# Guilty Pleasures...?



## juliante (Jun 7, 2013)

Here's one of mine:






You may not listen more than 5 times, but i'll bet you listen more than once


----------



## Pugg (Aug 8, 2014)

juliante said:


> Here's one of mine:
> 
> 
> 
> ...


Video not available in my country .


----------



## Art Rock (Nov 28, 2009)

juliante said:


> i'll bet you listen more than once


Pay up please! (video not available in my country....)


----------



## juliante (Jun 7, 2013)

Ah ok. It's the cover of Billie Jean by the Ayoub Sisters. It's rather irresistible imho.


----------



## Nereffid (Feb 6, 2013)

Don't know why you should feel guilty about liking that... it's very well done.


----------



## Marinera (May 13, 2016)

^
Yes I agree, the only track that perhaps is not my thing is the Call to prayers' piece, everything else is fresh and nice.
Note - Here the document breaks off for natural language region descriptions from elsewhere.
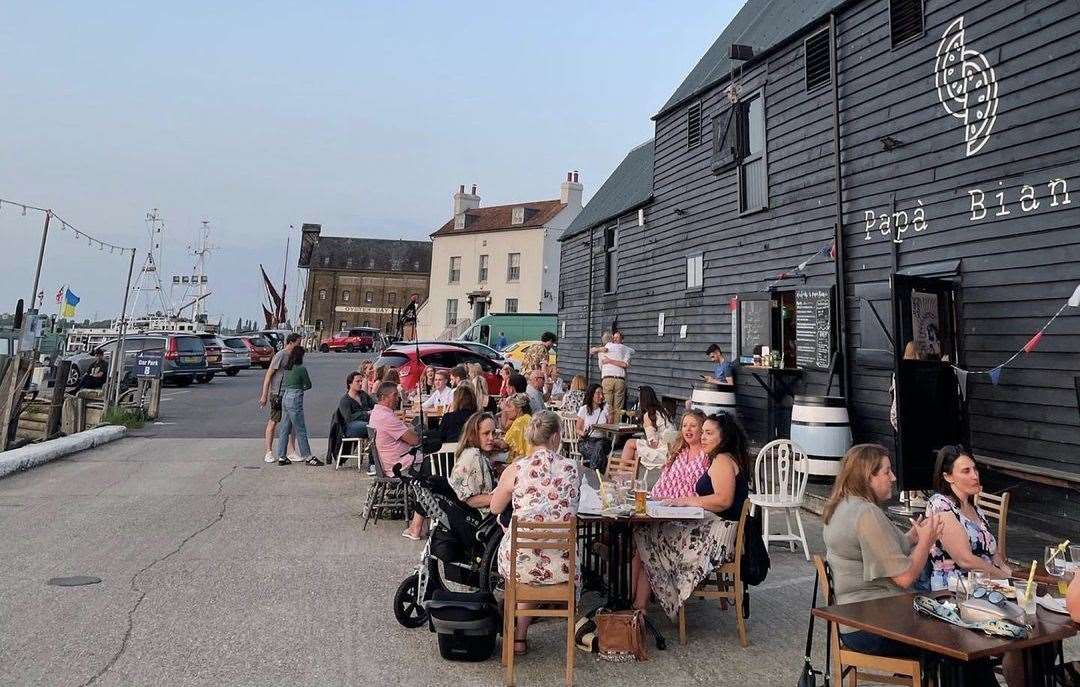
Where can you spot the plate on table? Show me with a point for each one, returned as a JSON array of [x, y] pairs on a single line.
[[1048, 602]]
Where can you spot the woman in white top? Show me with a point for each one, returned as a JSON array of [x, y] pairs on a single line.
[[593, 411]]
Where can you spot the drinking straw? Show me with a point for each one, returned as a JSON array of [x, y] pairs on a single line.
[[1030, 583]]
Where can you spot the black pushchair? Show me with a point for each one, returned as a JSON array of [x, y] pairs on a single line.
[[460, 555]]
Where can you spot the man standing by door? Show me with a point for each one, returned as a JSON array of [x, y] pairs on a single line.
[[271, 394]]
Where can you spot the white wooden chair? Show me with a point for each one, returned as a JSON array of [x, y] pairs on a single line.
[[442, 461], [780, 480]]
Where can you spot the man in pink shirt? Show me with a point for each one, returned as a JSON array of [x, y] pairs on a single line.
[[395, 443]]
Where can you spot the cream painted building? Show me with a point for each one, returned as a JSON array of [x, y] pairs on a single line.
[[502, 258]]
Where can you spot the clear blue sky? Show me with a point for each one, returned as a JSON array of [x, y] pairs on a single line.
[[363, 117]]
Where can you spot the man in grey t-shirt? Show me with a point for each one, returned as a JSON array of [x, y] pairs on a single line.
[[270, 394]]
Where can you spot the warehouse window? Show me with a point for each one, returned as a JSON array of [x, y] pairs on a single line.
[[693, 125], [819, 66], [905, 21]]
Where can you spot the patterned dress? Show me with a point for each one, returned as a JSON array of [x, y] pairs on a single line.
[[983, 543], [545, 492], [679, 554]]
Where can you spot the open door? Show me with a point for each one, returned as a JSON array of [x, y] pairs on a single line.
[[930, 412]]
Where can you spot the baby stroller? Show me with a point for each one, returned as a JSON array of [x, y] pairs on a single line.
[[460, 555]]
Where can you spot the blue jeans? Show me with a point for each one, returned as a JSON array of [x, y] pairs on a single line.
[[292, 418]]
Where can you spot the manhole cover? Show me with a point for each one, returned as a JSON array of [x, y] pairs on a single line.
[[75, 580]]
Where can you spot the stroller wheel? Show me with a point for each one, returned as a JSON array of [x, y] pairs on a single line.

And i imagine most people will like even the 'prayers'. My particular favourites are Billy Jean, Uptown Funk, Misirlou and Csardas from the album and I also like the interesting mix of Scottish/Egyptian influence.


----------



## brianvds (May 1, 2013)

Art Rock said:


> Pay up please! (video not available in my country....)


Not available here either, so I listened to a brief bit of 4'33" before giving up.

Me I sometimes enjoy listening to sentimental New Agey stuff. But I no longer feel guilty about it or apologize. I'm getting old enough not to give two hoots what anyone thinks of me.


----------



## David Phillips (Jun 26, 2017)

French Ye-Ye pop of the 60s - moronic but fun.


----------